I will be visiting Seattle and Walla Walla in March and looking for tips on weather and good riding locations. I could bring the road or mountain bike if either is significantly better, but would prefer to bring the road bike to get around.


----------



## kreger (Mar 10, 2004)

woah hey, looks like a thread for me. born and raised in walla walla (why the hell are you going?) and currently live in seattle.

id take a road bike, the mountain riding in walla walla is fair to fun, but its a 40 minute drive each way and there can be snow in early march, this is on the south fork of the walla walla river. temps in walla in march are upper 30s at night, some frost and highs in the 50s, hitting 60 is common towards the end of the month, always a chance for rain. not a bad time to be there.
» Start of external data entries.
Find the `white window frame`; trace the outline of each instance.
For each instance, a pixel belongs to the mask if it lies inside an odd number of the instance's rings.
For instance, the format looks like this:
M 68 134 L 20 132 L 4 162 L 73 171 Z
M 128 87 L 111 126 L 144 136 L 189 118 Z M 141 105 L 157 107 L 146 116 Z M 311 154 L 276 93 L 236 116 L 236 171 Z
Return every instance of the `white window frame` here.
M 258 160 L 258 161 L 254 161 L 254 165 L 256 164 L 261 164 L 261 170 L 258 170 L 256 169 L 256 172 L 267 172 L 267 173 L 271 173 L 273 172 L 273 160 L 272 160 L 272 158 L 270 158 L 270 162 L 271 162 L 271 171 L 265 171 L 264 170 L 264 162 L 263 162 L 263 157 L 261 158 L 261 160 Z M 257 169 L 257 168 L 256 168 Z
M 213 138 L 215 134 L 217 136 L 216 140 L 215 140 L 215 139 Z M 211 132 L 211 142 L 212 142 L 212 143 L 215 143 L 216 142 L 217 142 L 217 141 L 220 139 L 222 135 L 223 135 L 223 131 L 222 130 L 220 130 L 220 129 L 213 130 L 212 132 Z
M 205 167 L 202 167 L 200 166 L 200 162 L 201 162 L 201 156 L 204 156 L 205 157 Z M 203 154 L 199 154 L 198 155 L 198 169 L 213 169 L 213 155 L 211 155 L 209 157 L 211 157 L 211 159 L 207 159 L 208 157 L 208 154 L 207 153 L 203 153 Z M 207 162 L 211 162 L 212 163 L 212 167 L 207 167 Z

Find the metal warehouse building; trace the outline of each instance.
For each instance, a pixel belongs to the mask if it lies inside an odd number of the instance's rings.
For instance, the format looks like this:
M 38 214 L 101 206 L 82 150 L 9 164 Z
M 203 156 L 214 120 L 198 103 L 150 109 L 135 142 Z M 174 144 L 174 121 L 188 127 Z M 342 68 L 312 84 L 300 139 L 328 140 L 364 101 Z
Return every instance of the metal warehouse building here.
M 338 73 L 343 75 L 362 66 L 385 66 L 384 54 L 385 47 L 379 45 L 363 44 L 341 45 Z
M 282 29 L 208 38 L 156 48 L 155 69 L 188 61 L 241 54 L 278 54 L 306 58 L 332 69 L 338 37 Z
the town of walla walla is pretty flat. one of the nice things about walla walla, is that they grow a good deal of wheat, onions, and recently we fancy ourselves a wine growing region. the roads around the fields and vineyards, particularly eastish of town, are all decently paved and rarely used. the scenery might get old, but if youre used to something else it could be perceived as pretty. west and north its a bunch of flat, small rollers, banjo music. in the south and west the farms give way to the blue mountains, so were talking flats, to rollers into some good climbing. id be more than happy to help you with a biking route, how far? you gotta be aware though, this isnt really bike friendly territory. the locals just arent used to sharing the road, some are dumb about it. i used to get calls of 'get off the road moran' and 'get a cur hippy' never anything thrown or any brushes. a friend of the families was killed last year when a truck didnt give her or her group enough room.

seattle has some decent biking once you get out of the city, well and mercer island can be nice. there is a pretty good mut (way busy on the weekend) that leads north along the lake and is a great gateway to all sorts of rides. 

where do you live now?

hope that helps.


----------



## DaveT (Feb 12, 2004)

Wet, wet and wet. Bring a rain bike.


----------



## fezzy (Dec 11, 2006)

Looks like I won't be able to bring my bike after all, but I do have 1 day of down time in Walla Walla. Anybody know of a shop that rents bikes in the area?


----------



## DaveT (Feb 12, 2004)

fezzy said:


> Looks like I won't be able to bring my bike after all, but I do have 1 day of down time in Walla Walla. Anybody know of a shop that rents bikes in the area?


Don't rent a bike. Spend your free time visiting some of the fabulous wineries there.
http://www.winesnw.com/walla.html


----------



## fezzy (Dec 11, 2006)

I actually will be visiting the wineries. I will be speaking to a group of winemakers and industry people on harnessing the web for their businesses, and have some tours scheduled for my off day. I was just hoping to get some exercise in also.


----------



## kreger (Mar 10, 2004)

what wine people are you talking to? a bunch of the people i went to high school with are involved in wineries, and my mom cleans a fair number of the wine makers teeth, it is a small town like that.

i think your best bet is velocity bike shop, its downtown and the times ive been in there the owners shop employees all seemed cool, dont know if they rent. but here is the contact info:

Velo City Bike Shop
509-525-4949 
15 S Spokane St, Walla Walla, WA 99362 

good luck


----------